Zoodirektor nennt Bundestag Zahl der toten Tümmler in Duisburg
•
Lesezeit: 5 Minuten
Berlin/Duisburg. Bei einer Anhörung im Bundestag tragen den Politikern am Mittwoch Gegner und Befürworter der Delfinhaltung Argumente vor. Die Fronten zwischen den Sachverständigen sind verhärtet. Im Vorfeld hat Dr. Encke, Leitender Direktor des Tiergartens Nürnberg, auch Angaben zu den Todesfällen im Delfinarium Duisburg gemacht. Delfinforscher Dr. Brensing wirft dem Zoo in Nürnberg indes vor, das Verhalten der Tiere mit Psychopharmaka und Hormonen zu kontrollieren.
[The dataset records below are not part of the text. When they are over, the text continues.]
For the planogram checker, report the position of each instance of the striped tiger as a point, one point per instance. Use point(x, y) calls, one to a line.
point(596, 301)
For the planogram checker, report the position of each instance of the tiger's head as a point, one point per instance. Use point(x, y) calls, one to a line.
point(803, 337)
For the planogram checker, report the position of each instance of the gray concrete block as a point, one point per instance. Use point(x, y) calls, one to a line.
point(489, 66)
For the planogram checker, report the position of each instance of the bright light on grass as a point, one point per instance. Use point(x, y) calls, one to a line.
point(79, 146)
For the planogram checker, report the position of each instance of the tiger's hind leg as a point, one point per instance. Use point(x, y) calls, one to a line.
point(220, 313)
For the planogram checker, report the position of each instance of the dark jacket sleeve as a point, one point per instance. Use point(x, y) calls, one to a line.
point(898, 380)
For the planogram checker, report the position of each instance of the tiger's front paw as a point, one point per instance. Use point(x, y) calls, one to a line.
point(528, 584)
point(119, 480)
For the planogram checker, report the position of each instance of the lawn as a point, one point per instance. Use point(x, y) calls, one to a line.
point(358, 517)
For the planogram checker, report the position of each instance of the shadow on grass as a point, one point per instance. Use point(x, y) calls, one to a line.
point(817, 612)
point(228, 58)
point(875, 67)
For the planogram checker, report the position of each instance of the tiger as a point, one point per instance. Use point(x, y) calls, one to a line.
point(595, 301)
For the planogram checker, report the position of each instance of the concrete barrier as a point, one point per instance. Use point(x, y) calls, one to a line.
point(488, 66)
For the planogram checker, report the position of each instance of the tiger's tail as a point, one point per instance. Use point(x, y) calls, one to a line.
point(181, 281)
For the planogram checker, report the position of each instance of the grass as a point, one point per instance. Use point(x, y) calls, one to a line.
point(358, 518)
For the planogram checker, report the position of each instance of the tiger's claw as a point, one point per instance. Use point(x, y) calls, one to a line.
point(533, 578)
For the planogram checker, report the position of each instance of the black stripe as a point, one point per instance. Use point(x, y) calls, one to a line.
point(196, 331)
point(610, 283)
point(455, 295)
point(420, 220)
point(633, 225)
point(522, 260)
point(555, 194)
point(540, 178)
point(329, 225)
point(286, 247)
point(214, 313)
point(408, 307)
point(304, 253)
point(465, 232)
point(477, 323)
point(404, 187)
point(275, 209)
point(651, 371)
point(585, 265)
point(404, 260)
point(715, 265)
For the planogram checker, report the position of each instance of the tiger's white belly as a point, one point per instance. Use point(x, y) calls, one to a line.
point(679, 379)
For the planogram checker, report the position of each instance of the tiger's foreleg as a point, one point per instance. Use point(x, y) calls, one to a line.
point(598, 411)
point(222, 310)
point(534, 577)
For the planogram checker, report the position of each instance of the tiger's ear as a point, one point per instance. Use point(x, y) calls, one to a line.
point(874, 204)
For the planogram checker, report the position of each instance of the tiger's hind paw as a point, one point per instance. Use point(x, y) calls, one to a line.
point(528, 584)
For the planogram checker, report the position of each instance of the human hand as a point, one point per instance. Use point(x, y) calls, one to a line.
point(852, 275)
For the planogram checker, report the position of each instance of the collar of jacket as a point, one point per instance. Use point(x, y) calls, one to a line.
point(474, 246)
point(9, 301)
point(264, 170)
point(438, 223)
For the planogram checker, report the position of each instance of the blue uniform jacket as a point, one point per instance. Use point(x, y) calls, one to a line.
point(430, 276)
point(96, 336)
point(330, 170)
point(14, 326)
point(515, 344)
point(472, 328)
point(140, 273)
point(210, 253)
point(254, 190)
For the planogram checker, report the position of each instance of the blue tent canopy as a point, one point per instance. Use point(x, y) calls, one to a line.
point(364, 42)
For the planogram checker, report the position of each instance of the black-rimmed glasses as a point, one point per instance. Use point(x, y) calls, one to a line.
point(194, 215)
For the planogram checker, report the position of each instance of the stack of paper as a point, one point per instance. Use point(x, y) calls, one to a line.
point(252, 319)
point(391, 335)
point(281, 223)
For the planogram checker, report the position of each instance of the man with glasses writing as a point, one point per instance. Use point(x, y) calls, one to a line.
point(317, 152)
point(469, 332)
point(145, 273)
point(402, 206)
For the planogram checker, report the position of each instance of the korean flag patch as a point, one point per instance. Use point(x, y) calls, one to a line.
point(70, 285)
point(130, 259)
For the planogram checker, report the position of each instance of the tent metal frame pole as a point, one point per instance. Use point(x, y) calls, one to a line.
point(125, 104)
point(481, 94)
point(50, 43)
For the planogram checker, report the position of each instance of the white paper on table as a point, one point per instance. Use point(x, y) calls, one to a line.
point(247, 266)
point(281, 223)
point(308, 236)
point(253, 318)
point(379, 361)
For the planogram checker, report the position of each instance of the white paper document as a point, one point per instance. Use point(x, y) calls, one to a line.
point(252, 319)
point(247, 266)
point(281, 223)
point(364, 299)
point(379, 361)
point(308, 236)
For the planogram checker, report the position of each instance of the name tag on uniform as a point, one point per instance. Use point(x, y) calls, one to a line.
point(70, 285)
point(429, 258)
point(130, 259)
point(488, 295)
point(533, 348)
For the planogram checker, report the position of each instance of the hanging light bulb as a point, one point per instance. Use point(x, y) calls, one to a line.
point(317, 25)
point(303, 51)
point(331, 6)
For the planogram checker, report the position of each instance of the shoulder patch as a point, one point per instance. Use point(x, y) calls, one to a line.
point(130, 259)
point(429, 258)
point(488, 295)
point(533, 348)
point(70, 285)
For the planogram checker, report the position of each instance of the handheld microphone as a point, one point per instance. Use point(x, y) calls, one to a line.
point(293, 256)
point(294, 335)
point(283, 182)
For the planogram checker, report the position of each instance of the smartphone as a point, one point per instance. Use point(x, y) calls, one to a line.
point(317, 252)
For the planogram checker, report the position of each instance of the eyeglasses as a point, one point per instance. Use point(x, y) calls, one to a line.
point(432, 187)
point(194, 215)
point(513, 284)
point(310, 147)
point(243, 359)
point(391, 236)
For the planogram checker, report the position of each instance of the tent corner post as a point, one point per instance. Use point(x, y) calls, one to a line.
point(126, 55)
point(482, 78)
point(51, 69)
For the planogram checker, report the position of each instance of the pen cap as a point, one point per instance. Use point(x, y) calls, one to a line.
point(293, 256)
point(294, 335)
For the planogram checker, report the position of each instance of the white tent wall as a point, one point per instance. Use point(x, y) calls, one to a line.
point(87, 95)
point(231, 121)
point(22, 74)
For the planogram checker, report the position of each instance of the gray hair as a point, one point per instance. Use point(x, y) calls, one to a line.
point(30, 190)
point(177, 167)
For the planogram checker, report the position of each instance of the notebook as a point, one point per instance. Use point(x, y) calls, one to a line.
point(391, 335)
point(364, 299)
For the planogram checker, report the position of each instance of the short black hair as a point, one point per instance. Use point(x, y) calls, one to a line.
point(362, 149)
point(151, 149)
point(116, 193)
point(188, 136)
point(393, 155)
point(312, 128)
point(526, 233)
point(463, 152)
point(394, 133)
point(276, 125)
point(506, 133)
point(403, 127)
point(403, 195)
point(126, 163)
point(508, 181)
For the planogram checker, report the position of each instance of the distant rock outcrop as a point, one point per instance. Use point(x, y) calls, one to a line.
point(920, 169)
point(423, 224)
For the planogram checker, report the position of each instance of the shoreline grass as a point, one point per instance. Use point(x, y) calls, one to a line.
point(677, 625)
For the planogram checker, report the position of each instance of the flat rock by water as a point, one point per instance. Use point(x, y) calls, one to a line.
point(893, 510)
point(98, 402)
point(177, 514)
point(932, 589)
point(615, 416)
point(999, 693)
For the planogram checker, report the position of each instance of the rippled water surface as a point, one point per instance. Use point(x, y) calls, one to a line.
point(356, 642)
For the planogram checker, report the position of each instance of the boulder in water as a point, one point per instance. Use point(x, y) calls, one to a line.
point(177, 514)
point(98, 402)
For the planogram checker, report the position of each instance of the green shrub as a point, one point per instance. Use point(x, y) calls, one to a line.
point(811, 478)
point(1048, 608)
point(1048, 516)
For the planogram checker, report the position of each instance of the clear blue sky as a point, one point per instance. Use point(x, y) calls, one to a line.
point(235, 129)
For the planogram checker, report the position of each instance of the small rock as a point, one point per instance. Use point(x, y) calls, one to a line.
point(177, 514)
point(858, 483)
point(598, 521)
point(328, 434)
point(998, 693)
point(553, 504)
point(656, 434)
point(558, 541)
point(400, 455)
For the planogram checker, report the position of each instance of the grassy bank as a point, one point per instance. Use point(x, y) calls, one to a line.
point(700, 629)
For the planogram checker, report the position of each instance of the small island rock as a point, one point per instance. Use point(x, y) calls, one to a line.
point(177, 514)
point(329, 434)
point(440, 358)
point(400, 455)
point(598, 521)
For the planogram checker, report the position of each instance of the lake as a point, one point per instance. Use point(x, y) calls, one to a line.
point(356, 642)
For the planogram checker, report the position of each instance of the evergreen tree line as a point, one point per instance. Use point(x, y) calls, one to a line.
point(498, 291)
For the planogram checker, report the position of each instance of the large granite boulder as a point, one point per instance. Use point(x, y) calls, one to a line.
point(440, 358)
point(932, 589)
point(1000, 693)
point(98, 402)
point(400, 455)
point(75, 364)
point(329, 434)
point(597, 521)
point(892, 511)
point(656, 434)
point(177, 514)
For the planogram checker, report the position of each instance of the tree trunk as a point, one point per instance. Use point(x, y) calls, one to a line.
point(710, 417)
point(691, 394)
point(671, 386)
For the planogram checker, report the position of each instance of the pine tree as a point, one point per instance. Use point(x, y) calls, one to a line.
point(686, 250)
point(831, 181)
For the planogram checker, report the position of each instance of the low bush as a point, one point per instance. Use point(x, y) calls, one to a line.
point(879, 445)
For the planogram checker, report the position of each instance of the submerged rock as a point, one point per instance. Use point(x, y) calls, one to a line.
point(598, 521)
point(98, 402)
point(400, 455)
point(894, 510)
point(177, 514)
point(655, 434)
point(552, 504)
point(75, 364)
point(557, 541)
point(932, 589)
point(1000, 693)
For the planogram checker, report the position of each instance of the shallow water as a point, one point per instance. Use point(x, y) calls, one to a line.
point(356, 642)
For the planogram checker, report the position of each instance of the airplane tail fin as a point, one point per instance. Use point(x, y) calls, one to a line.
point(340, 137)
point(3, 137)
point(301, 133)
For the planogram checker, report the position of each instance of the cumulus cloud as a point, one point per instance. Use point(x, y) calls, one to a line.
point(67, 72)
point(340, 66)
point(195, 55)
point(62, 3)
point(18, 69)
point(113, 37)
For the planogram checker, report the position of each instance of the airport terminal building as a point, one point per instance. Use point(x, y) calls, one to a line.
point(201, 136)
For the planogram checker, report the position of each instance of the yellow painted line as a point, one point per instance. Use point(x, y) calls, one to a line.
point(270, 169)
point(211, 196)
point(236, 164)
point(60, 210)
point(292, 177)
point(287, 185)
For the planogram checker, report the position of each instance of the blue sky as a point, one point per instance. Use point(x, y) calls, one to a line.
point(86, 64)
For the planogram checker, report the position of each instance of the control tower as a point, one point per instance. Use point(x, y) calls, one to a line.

In seinem Entwurf für das neue „Säugetiergutachten“ hat das Bundesministerium für Ernährung, Landwirtschaft und Verbraucherschutz (BMELV) die Anforderungen an die Delfinarien in Duisburg und Nürnberg nur leicht erhöht. Noch immer streiten Vertreter der Zoos und Tierschützverbände über die neuen Mindestanforderungen an die Haltung von Säugetieren. Streitpunkt sind vor allem die Bestimmungen für die Gehege großer Arten. Uneinigkeit herrscht auch bei den Großen Tümmlern. Am Mittwochnachmittag treffen Befürworter und Gegner der Delfinarien in Berlin erneut aufeinander: Diesmal bringen sie den Fraktionen des Bundestages bei einer Öffentlichen Anhörung ihre Argumente vor.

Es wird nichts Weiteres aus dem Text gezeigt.